Exploring the consequences of lack of closure in codon models

Abstract in English

Models of codon evolution are commonly used to identify positive selection. Positive selection is typically a heterogeneous process, i.e., it acts on some branches of the evolutionary tree and not others. Previous work on DNA models showed that when evolution occurs under a heterogeneous process it is important to consider the property of model closure, because non-closed models can give biased estimates of evolutionary processes. The existing codon models that account for the genetic code are not closed; to establish this it is enough to show that they are not linear (meaning that the sum of two codon rate matrices in the model is not a matrix in the model). This raises the concern that a single codon model fit to a heterogeneous process might mis-estimate both the effect of selection and branch lengths. Codon models are typically constructed by choosing an underlying DNA model (e.g., HKY) that acts identically and independently at each codon position, and then applying the genetic code via the parameter $omega$ to modify the rate of transitions between codons that code for different amino acids. Here we use simulation to investigate the accuracy of estimation of both the selection parameter $omega$ and branch lengths in cases where the underlying DNA process is heterogeneous but $omega$ is constant.
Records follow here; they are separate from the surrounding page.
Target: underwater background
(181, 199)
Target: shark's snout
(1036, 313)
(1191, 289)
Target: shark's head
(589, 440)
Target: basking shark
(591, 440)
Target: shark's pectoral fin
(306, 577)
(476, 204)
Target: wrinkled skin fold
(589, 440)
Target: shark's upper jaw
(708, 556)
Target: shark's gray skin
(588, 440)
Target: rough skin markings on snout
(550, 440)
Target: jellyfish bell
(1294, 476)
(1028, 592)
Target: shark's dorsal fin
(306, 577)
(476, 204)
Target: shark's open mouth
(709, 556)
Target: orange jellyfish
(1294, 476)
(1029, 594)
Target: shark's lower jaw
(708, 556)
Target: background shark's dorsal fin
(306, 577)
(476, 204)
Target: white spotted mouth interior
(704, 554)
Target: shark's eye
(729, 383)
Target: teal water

We find that both $omega$ and branch lengths can be mis-estimated in these scenarios. Errors in $omega$ were usually less than 2% but could be as high as 17%. We also assessed if choosing different underlying DNA models had any affect on accuracy, in particular we assessed if using closed DNA models gave any advantage. However, a DNA model being closed does not imply that the codon model constructed from it is closed, and in general we found that using closed DNA models did not decrease errors in the estimation of $omega$.